Shuffling the deck
Canada streamlines regulatory assessments for major natural resource projects
The Canadian government has delivered on its 2016 election campaign promise to streamline the regulatory assessments of major natural resource projects.
The objective is to speed up the processing of hundreds of proposals worth more than C$500 billion that are planned for the next decade, said Environment Minister Catherine McKenna, in making the bold assertion that the administration of Prime Minister Justin Trudeau will show the world it can solve a growing polarization among Canadian interests in the economy, environment, climate change and Indigenous rights.
Unspoken is a sense of urgency within government circles that failure to succeed will drive even more capital away from the Canadian energy sector to friendlier jurisdictions, especially in the United States.
McKenna insisted that Canadians “understand that better rules will make us more competitive, not less.”
Agencies scrapedThe first step is to scrap two regulatory agencies - the National Energy Board, which has gained international acclaim over 59 years for its expertise in evaluating projects based on their technical and economic merits, and the Canadian Environmental Assessment Agency, which has become increasingly scorned for its handling of environmental issues.
The role of the NEB will be drastically scaled back as it is transformed into the Canadian Energy Regulator, which will have a governance structure similar to that of the Alberta Energy Regulator, while shedding its role as judge and jury.
It will assess smaller developments and have responsibility for ongoing industry oversight.
The CEAA will be recreated as the Impact Assessment Agency of Canada, with an enlarged mandate to weigh economic, environmental, social and Indigenous issues and give proponents of larger ventures an early indication of how to obtain approval.
It will refer the largest, most controversial applications to panels named by the government.
Natural Resources Minister Jim Carr said the new framework will provide more certainty and be “far more transparent at a stage when heavy investment is required.”
He said the government will establish a list of “designated and non-designated” projects, with the major undertakings, such as interprovincial pipelines, falling into the designated category, making them subject to federal review within a 600-day time limit.
“When they are undesignated then the CER will determine (within a 300- to 450-day time frame) whether there will be an approval,” Carr said.
Reaction mixedThe initial reaction is far from the acclaim the government might have hoped for, with industry officials saying the legislation appears to erect new hurdles, while environmentalists say it fails to clearly rule out projects that would have significant adverse impacts on the environment.
Ed Fast, a member of Parliament from the opposition Conservative Party, said the new rules will bog down the review process and be the “death knell of major resource development in Canada.”
Chris Bloomer, chief executive officer of the Canadian Energy Pipelines Association, said the legislation will “introduce a whole bunch of broad public policy issues into the evaluation process and we need to understand how these are going to mesh and how they will impact the timing of the processes.”
Perry Bellegarde, national chief of the Assembly of First Nations, welcomed the “recognition of Indigenous peoples’ rights at every stage of the (approval) process,” but said there is “room for improvement.”

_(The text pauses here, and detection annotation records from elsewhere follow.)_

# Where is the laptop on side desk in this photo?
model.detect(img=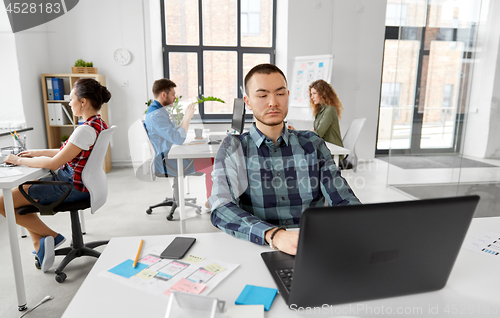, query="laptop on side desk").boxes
[261,195,479,308]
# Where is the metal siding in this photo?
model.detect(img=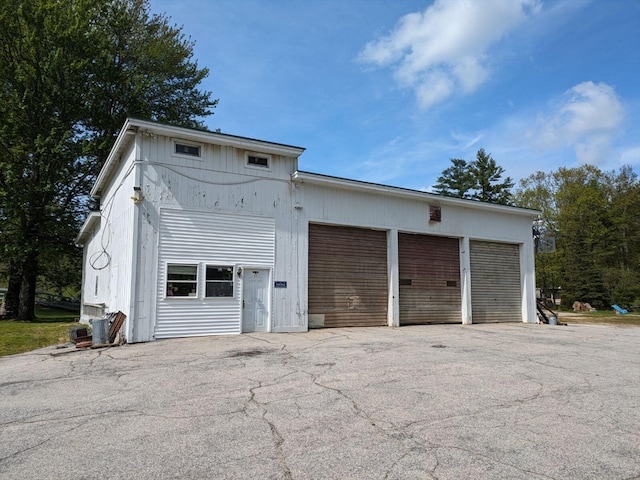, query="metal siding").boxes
[309,224,388,327]
[398,233,462,325]
[155,209,275,338]
[469,241,522,323]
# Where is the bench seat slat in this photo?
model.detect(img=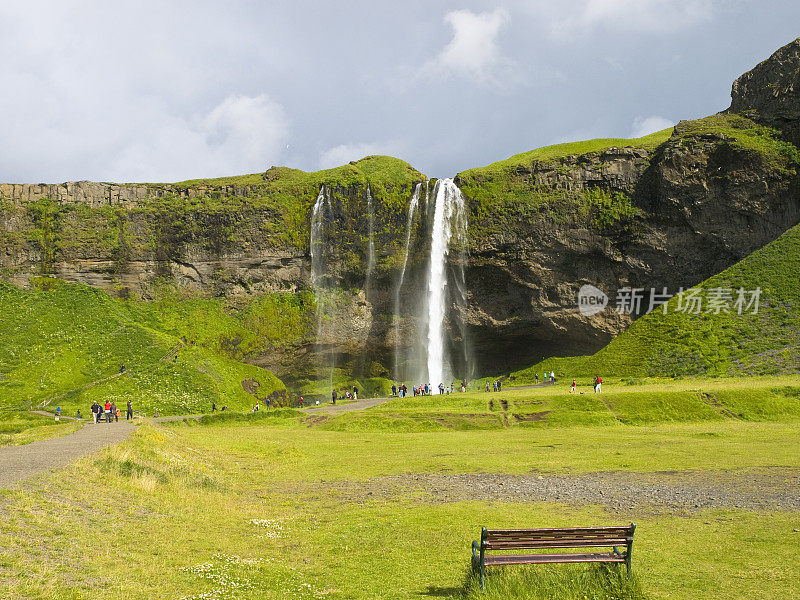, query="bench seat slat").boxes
[486,527,631,535]
[484,538,627,550]
[484,553,625,567]
[486,535,630,543]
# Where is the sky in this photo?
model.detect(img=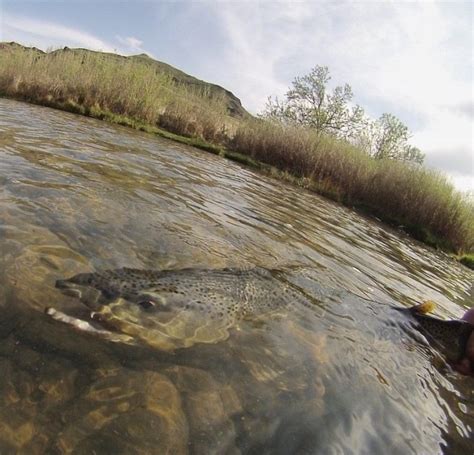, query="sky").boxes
[0,0,474,192]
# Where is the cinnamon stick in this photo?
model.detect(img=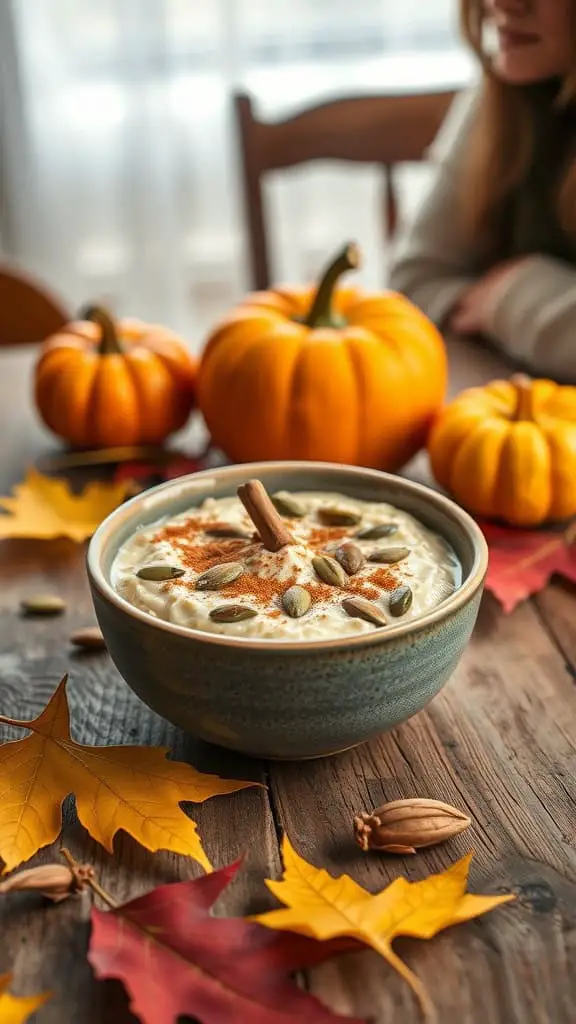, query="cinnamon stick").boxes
[238,480,294,551]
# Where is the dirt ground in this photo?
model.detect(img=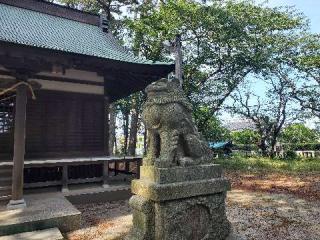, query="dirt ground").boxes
[225,171,320,201]
[66,172,320,240]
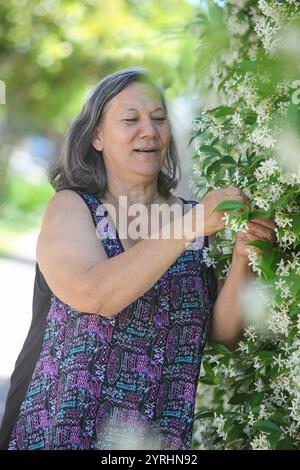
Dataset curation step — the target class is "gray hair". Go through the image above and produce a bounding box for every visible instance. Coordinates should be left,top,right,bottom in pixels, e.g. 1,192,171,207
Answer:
47,67,181,198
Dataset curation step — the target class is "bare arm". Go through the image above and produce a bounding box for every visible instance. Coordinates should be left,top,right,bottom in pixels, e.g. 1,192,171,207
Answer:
37,190,195,316
36,188,247,317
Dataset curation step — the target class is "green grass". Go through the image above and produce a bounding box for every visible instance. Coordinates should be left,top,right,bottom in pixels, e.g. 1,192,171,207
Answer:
0,207,43,255
0,173,54,255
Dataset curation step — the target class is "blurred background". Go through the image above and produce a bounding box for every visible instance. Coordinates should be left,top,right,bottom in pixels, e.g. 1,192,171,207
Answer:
0,0,202,419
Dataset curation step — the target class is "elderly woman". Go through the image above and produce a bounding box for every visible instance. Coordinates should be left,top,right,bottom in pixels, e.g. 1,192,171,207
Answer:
1,68,274,450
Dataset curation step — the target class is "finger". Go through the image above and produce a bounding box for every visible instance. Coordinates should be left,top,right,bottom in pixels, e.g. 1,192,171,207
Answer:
248,222,274,243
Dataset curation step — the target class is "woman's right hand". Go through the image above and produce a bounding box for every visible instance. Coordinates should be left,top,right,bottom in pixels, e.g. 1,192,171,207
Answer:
194,188,250,237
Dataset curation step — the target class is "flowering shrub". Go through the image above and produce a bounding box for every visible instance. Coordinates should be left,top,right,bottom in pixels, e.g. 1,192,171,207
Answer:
191,0,300,449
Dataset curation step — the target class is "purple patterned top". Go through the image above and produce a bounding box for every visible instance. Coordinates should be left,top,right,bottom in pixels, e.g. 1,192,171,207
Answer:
9,191,216,450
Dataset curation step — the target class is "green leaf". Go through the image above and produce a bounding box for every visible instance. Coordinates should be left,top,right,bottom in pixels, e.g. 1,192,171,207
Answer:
199,145,221,157
276,437,294,450
267,432,280,450
203,361,215,379
199,376,215,385
226,424,245,443
195,410,214,419
229,393,252,405
212,199,248,212
245,240,273,252
210,106,234,117
292,214,300,235
209,343,232,354
253,420,282,433
271,411,290,426
251,392,265,411
206,155,236,180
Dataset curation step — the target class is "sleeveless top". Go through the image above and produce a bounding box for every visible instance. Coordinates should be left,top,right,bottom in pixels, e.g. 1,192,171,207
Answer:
0,191,217,450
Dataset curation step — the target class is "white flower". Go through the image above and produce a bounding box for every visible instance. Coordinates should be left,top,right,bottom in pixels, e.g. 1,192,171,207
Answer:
247,246,262,275
274,211,293,228
249,126,276,149
231,112,243,127
250,432,271,450
244,325,257,341
202,246,216,268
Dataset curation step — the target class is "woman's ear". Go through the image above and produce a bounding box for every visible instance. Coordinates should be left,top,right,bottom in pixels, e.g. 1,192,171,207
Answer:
92,127,103,152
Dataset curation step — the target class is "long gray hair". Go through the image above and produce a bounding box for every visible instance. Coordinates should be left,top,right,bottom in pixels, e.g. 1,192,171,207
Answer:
47,67,181,197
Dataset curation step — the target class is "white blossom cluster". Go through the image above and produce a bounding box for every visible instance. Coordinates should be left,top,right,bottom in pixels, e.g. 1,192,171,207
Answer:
193,0,300,450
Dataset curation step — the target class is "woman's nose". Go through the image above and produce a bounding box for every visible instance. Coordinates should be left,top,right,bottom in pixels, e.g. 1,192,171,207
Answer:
140,119,157,137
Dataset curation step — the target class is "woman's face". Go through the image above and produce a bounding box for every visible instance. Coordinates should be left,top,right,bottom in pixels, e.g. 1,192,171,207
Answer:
93,82,171,181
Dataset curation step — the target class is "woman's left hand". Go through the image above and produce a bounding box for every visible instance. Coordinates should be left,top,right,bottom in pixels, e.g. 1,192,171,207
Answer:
233,219,276,259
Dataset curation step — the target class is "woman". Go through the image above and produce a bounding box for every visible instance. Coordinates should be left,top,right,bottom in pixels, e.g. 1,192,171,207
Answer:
1,68,274,450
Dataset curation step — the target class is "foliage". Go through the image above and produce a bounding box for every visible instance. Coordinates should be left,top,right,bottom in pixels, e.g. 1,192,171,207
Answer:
0,0,195,137
191,0,300,449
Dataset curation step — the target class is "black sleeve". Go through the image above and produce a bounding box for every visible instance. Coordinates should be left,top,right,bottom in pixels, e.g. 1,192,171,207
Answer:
0,263,52,450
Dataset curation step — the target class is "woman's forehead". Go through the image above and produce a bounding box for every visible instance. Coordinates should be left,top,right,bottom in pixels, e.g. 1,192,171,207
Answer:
107,82,164,111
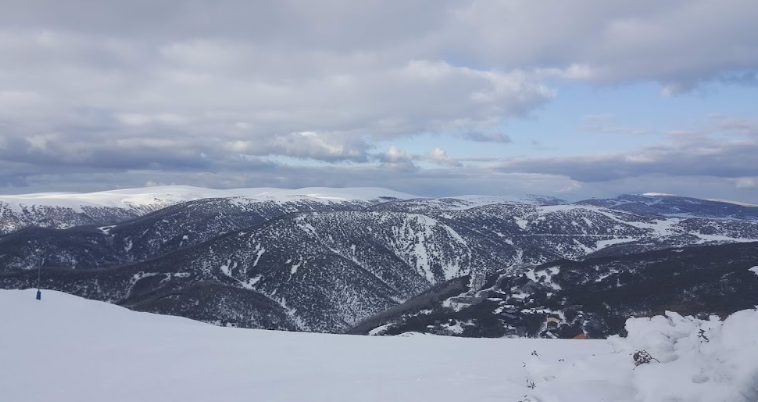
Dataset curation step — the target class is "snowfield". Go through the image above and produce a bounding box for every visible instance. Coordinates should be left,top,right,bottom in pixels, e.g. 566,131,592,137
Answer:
0,290,758,402
0,186,418,212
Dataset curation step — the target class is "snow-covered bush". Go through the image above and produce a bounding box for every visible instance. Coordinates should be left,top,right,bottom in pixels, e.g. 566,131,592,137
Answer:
527,310,758,402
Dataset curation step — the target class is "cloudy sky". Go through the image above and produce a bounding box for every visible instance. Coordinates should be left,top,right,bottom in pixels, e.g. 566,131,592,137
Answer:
0,0,758,203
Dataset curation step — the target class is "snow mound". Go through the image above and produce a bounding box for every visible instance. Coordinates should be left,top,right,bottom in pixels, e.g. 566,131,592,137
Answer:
526,310,758,402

Industry concernsSteve Williams, CEO of Suncor Energy, which produces 460,000 barrels per day from the oil sands, gave a tepid reception to the changes, arguing that “other jurisdictions are doing much more to attract business, so Canada needs to up its game.”
“We’re having to look at Canada quite hard. The cumulative impact of regulation and higher taxation is making Canada a more difficult jurisdiction to allocate capital in,” he said.
For now, Williams said, Suncor, even with a record C$3 billion from operations in 2017, will “look at Canada quite hard” before spending any of that money in its home territory.
Only four days later, on Feb. 15, Suncor did a quick about-face by acquiring Mocal Energy’s 5 percent stake in the Syncrude Canada oil sands operation for C$920 million. That raises to 58.74 percent Suncor’s stake in Syncrude which has a nameplate capacity of 350,000 bpd.
Tim MacMillan, CEO of the Canadian Association of Petroleum Producers, said “we are hearing from many sources that Canada is off the investment radar” since the cancellation of such mega-projects as Enbridge’s Northern Gateway pipeline, TransCanada’s Energy East pipeline and Petronas’s Pacific NorthWest LNG project.
He suggested the new regulatory framework “is an opportunity to make a step change on clarity and give confidence to investors.”